Again, panel wants county to ask that Adena Springs permit be denied
Published: Thursday, May 16, 2013 at 6:55 p.m.
Last Modified: Thursday, May 16, 2013 at 6:55 p.m.
For the second time in as many years, Alachua County's Environmental Protection Advisory Committee has recommended that the County Commission ask the St. Johns River Water Management District to reject Adena Springs Ranch's controversial request to use an average of 5.3 million gallons of water daily for its cattle operation in Marion County.
The County Commission may not follow the recommendation, but EPAC's request has spurred a discussion on whether the county should establish a policy for weighing in on consumptive use permits.
Billionaire Frank Stronach is developing the project, which comprises more than 25,000 acres. He owns approximately 30,000 acres in Marion County, as well as more than 30,000 acres in Levy County.
The permit application has drawn opposition from environmentalists and local residents over concerns that its sizable water withdrawals could negatively impact nearby Silver Springs and the aquifer.
EPAC Chairman Bob Palmer sent a letter to the County Commission earlier this month recommending it encourage the SJRWMD to deny the pending Adena Springs permit due to concerns about the possible degree of its depletion of the county's groundwater resources and the potential nutrient pollution the cattle operation could cause.
In May 2012, EPAC made the same request.
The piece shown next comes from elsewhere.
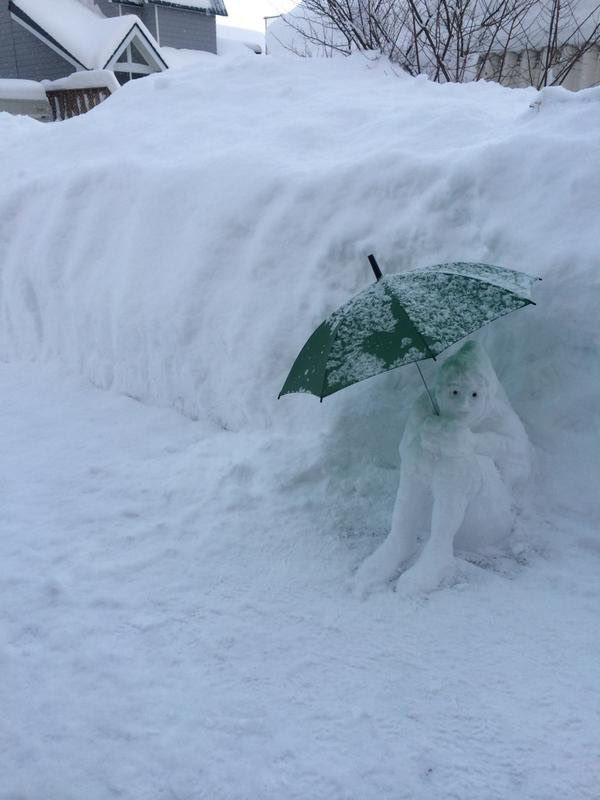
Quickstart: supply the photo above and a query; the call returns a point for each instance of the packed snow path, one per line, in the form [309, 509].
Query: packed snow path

But, as Palmer's letter pointed out, the commission didn't follow that recommendation. In the year that passed between the committee's letters, Adena Springs lowered its request from use of up to 13.3 million gallons per day to 5.3 million gallons a day.
According to Palmer's May 2013 letter, the advisory committee met with Adena Springs representatives in March at its monthly meeting, but their presentation didn't assuage members' concerns.
"We came in skeptical and I think we left equally as skeptical about the wisdom of this permit," Palmer said.
Adena representatives said the ranch's water withdrawals wouldn't have a big impact on local water levels, but EPAC believes it could have a greater effect, he said. Members are also concerned about possible nutrient pollution due to the fertilizer used on Adena Springs' pastures and its cattle. Palmer said ranch representatives maintain the nitrogen wouldn't get into the water, but he thinks that's too optimistic.
"We believe that these assertions are based on simplistic hydrological modeling and dubious assumptions about nearly perfect uptake of nutrients by pasture crops," Palmer's letter stated.
The letter cited concerns about the operation's potential impact on the county's groundwater resources, which are already being depleted due to over-pumping of the aquifer, as well as to bodies of water like Orange Lake.
Palmer emphasized the need for the County Commission to weigh in on cases like this because water is a huge local issue.
He admitted the commission's policy options may be limited, but said every bit of "political muscle" it can provide in situations like this would be helpful.
Commissioner Mike Byerly said he wants to develop a policy that is rational in the way the county handles these situations so the county doesn't single out individual users unfairly.
"It is important to recognize that we are all part of the water-use problem," he said, and the focus should be on avoiding "unnecessary or wasteful consumption." After all, 10 or 15 small permits can add up to one large permit like Adena Springs' request.
"I think it's a real problem that affects Alachua County residents directly and we ought to consider it," Byerly said. "But we ought to do it in a thoughtful way and a fair way, and that means considering the entire issues and deciding what kind of policy we're going to have on consumptive use permits in general..."
It's too early in the discussion to predict what kind of policy the county might adopt, but Byerly suggested one option might be to set a threshold size or trigger amount on a pending permit that prompts the commission to contact the water management district with its concerns.
The county may devise a policy in time to weigh in on the Adena Springs permit. Even if it doesn't, Byerly said the county would move forward with developing a policy for future cases.
The Sun made a request for comment from an Adena Springs representative but that person did respond in time for deadline.